Infertility

Some women want children but either cannot conceive or keep miscarrying. This is called infertility. Lots of couples have infertility problems. About one-third of the time, it is a female problem. In another one-third of cases, it is the man with the fertility problem. For the remaining one-third, both partners have fertility challenges or no cause is found.

Causes of Infertility

Some common reasons for infertility in women include:

Age

Women generally have some decrease in fertility starting in their early 30s. And while many women in their 30s and 40s have no problems getting pregnant, fertility especially declines after age 35. As a woman ages, normal changes that occur in her ovaries and eggs make it harder to become pregnant. Even though menstrual cycles continue to be regular in a woman's 30s and 40s, the eggs that ovulate each month are of poorer quality than those from her 20s. It is harder to get pregnant when the eggs are poorer in quality. Also, as a woman approaches menopause, her body does not respond as well to hormones that stimulate ovulation. In time, the ovaries may not release an egg each month. Also, as a woman and her eggs age, if she becomes pregnant, there is a greater chance of having genetic problems, such as having a baby with Down syndrome.

Health problems

Some women have diseases or conditions that affect their hormone levels, which can cause infertility.

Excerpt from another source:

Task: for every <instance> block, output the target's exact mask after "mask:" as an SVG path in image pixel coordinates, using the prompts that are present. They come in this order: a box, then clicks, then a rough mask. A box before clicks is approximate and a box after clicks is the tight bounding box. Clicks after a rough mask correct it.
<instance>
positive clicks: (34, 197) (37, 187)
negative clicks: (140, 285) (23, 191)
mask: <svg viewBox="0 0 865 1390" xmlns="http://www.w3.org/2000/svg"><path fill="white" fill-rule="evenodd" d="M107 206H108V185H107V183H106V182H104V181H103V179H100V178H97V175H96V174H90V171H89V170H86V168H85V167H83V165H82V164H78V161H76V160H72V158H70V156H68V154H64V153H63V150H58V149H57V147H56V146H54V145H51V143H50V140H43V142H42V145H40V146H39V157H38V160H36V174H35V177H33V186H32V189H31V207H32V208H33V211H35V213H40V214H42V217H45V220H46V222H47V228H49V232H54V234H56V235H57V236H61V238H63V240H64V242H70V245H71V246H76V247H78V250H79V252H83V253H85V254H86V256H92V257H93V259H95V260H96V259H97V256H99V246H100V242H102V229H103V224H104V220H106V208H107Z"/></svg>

  • Women with polycystic ovarian syndrome (PCOS) rarely or never ovulate. Failure to ovulate is the most common cause of infertility in women.
  • With primary ovarian insufficiency (POI), a woman's ovaries stop working normally before she is 40. It is not the same as early menopause. Some women with POI get a period now and then. But getting pregnant is hard for women with POI.
  • A condition called luteal phase defect (LPD) is a failure of the uterine lining to be fully prepared for pregnancy. This can keep a fertilized egg from implanting or result in miscarriage.

Common problems with a woman's reproductive organs, like uterine fibroids, endometriosis, and pelvic inflammatory disease can worsen with age and also affect fertility. These conditions might cause the fallopian tubes to be blocked, so the egg can't travel through the tubes into the uterus.

Lifestyle factors

Certain lifestyle factors also can have a negative effect on a woman's fertility. Examples include smoking, alcohol use, weighing much more or much less than an ideal body weight, a lot of strenuous exercise, and having an eating disorder. Stress also can affect fertility.

Unlike women, some men remain fertile into their 60s and 70s. But as men age, they might begin to have problems with the shape and movement of their sperm. They also have a slightly higher risk of sperm gene defects. Or they might produce no sperm, or too few sperm. Lifestyle choices also can affect the number and quality of a man's sperm. Alcohol and drugs can temporarily reduce sperm quality. And researchers are looking at whether environmental toxins, such as pesticides and lead, also may be to blame for some cases of infertility. Men also can have health problems that affect their sexual and reproductive function. These can include sexually transmitted infections (STIs), diabetes, surgery on the prostate gland, or a severe testicle injury or problem.

When to See Your Doctor

You should talk to your doctor about your fertility if you:

  • are under age 35 and have not been able to conceive after 1 year of frequent sex without birth control
  • are age 35 or older and have not been able to conceive after 6 months of frequent sex without birth control
  • believe you or your partner might have fertility problems in the future (even before you begin trying to get pregnant)
  • or your partner has a problem with sexual function or libido

Happily, doctors are able to help many infertile couples go on to have babies.